Da mesma forma, é o entendimento deste E. Tribunal de Justiça do Paraná:
"APELAÇÃO CÍVEL - EXECUÇÃO DE TÍTULO EXTRAJUDICIAL - PRESCRIÇÃO INTERCORRENTE AFASTADA - INOCORRÊNCIA DE ABANDONO DA CAUSA - SUSPENSÃO DA EXECUÇÃO, ANTE A INEXISTÊNCIA DE BENS PENHORÁVEIS - ARTIGO 791, INCISO III, DO CÓDIGO DE PROCESSO CIVIL - REQUERIMENTO DO EXEQÜENTE, DEFERIDO PELO JUÍZO - AUSÊNCIA DE MANIFESTAÇÃO DA PARTE CONTRÁRIA OU INTIMAÇÃO JUDICIAL DO CREDOR PARA O PROSSEGUIMENTO DA EXECUÇÃO - INTELIGÊNCIA DO ARTIGO 793, DO CPC - SENTENÇA REFORMADA - PRECEDENTES - RECURSO PROVIDO". (TJ/PR, 13ª Câmara Cível, Apelação Cível n. 750.663-6, Rel. Joeci machado Camargo, DJ. 31.10.2011)

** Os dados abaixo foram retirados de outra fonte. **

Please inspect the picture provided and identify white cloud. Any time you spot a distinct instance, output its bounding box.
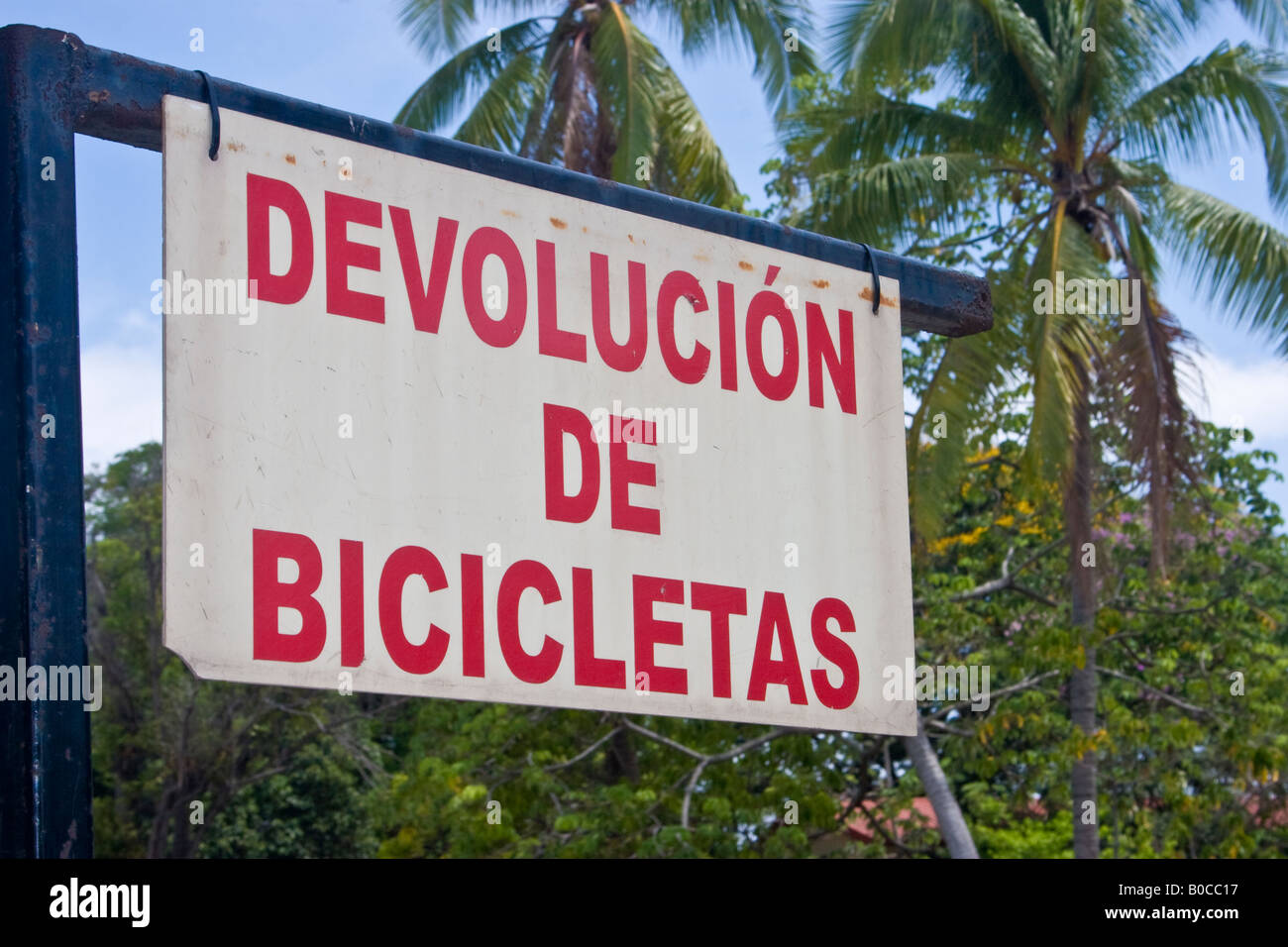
[1185,353,1288,443]
[81,334,162,471]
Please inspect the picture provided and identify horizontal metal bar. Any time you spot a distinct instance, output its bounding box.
[5,20,993,336]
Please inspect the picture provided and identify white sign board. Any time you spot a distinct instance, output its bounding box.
[163,97,915,733]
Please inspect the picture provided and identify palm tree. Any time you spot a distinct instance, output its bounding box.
[395,0,814,207]
[786,0,1288,857]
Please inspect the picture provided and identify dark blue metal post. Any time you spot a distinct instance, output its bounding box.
[0,29,93,858]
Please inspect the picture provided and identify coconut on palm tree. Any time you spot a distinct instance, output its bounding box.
[786,0,1288,857]
[395,0,814,207]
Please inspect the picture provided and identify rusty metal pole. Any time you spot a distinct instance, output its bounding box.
[0,29,93,858]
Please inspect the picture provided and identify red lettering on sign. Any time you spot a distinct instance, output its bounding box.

"PROCESSUAL CIVIL. RECURSO. APELAÇÃO. EXECUÇÃO DE TÍTULO EXTRAJUDICIAL. EXTINÇÃO. IMPOSSIBILIDADE.
PRESCRIÇÃO INTERCORRENTE. INOCORRÊNCIA.
SUSPENSÃO DO PROCESSO. AUSÊNCIA DE BENS PASSÍVEIS DE PENHORA. INÉRCIA DO CREDOR. NÃO CONFIGURAÇÃO. EXEGESE DO ART. 791, INC. III, DO CÓDIGO DE PROCESSO CIVIL. Prescrição intercorrente.
Tratando-se de suspensão do processo de execução, decorrente da ausência de bens passíveis de penhora, não há que se falar em prescrição intercorrente. Embora o processo se encontre


sobrestado, não cabe dizer que houve inércia do credor, sendo afastada a incidência da prescrição. Recurso de apelação provido". (TJ/PR, 15ª Câmara Cível, Apelação Cível n. 813.474-1, Rel. Jurandyr Souza Jr. , DJ. 18.10.2011)
Diante do exposto, voto no sentido de dar provimento ao recurso de apelação, devendo ser afastada a prescrição intercorrente para regular prosseguimento do feito.
3. DECISÃO:
ACORDAM os integrantes da Décima Sexta Câmara Cível do Tribunal de Justiça do Estado do Paraná, por unanimidade de votos, em dar provimento ao recurso de apelação cível.
Participou da sessão de julgamento o Excelentíssimo Senhor Desembargador PAULO CEZAR BELLIO (Presidente e Revisor) e o Senhor Juiz de Direito Substituto em Segundo Grau MAGNUS VENICIUS ROX.